3. Shift Loss Implementation: This new concept constrains the consistency between subsequent frames without relying on specific training data sequences. The authors validate shift loss effectiveness in artistic style transfer for videos and domain adaptation scenarios, demonstrating its potential in generating temporally consistent policy outputs for DRL agents.

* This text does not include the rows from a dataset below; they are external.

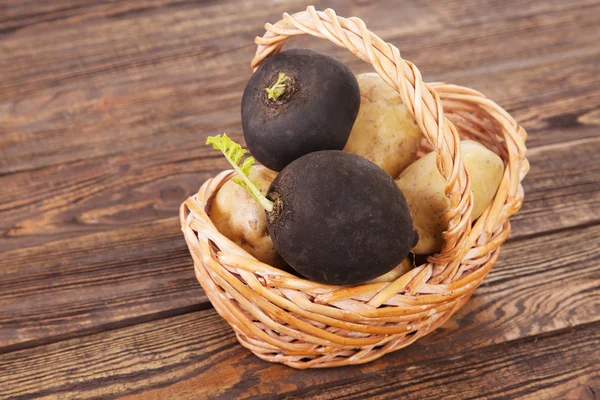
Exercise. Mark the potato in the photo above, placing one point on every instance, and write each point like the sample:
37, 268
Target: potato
423, 187
240, 218
384, 131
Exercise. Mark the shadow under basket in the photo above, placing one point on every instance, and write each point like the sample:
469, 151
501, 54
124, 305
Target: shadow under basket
286, 319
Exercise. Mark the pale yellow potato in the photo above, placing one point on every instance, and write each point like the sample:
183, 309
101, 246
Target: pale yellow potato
240, 218
423, 186
384, 131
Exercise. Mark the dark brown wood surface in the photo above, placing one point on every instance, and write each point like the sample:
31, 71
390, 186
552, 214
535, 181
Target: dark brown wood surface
104, 110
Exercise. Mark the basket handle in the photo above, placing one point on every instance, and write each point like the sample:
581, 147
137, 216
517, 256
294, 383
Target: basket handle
422, 101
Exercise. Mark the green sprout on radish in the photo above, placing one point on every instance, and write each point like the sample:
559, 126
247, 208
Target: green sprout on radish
234, 153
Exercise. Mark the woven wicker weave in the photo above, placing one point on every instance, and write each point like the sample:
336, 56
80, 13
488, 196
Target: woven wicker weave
286, 319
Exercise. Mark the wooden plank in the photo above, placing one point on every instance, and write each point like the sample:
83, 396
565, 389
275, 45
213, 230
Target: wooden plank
555, 367
100, 140
545, 285
95, 282
99, 97
115, 263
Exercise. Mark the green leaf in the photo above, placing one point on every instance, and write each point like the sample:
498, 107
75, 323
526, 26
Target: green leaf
234, 153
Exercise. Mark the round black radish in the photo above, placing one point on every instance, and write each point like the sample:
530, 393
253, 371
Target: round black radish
297, 102
339, 218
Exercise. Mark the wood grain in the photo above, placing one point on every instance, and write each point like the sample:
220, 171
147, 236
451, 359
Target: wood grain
99, 148
544, 285
123, 273
104, 108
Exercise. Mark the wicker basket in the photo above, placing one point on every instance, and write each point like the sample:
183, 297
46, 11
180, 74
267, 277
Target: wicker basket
303, 324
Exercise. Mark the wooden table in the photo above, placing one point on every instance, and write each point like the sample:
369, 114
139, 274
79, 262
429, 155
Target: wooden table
104, 110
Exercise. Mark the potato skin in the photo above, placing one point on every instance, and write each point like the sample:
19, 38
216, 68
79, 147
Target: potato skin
423, 186
241, 219
342, 221
384, 131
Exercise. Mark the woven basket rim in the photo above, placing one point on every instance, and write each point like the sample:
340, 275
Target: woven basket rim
283, 318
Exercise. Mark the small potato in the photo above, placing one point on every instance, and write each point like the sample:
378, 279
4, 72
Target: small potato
240, 218
384, 131
423, 187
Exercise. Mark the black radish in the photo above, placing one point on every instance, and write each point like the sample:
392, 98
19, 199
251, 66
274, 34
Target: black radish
297, 102
334, 217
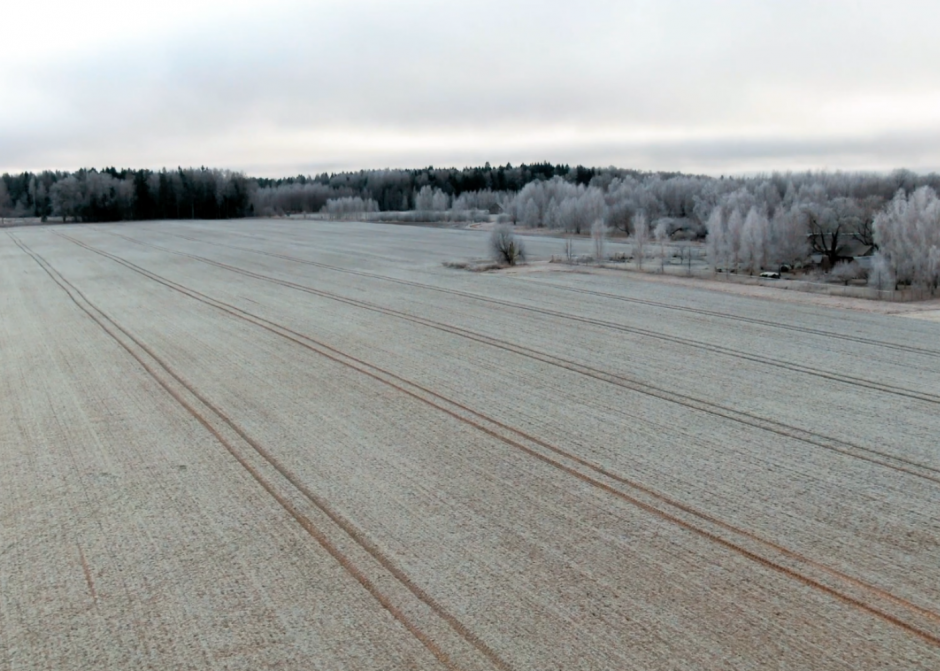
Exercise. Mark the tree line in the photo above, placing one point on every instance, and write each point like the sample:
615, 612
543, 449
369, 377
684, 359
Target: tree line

The paper presents rich quantitative evaluations via the Carla benchmark, whereby policies trained in simulation are transferred to real-world-inspired scenarios without additional training, achieving high success rates with VR-Goggles. Autonomous driving results corroborate this claim, with improved performance metrics compared to standard methods like CycleGAN.

Implications

The implications of this research are significant for robotics, where domain adaptation is pivotal for reliable real-world deployment. The VR-Goggles model reduces the traditional constraints on DRL systems, eliminating the need for environment-specific policy training. This approach can be extrapolated to varied robotic control tasks, enhancing scalability and applicability across sectors from autonomous vehicles to navigation systems in changing environments.

Future Directions

The paper recognizes the potential of expanding this framework beyond navigation to manipulation and more complex robotic tasks, highlighting opportunities for future work. Incorporating VR-Goggles in challenging real-world settings promises to elevate robotics’ ability to dynamically adapt to unforeseen conditions.

In summary, by translating real-world sensing to synthetic environments, this research offers an efficient, repeatable, and robust methodological advancement for deploying AI models trained in simulations to real-life applications, enhancing both theoretical and practical dimensions within the field of robotics.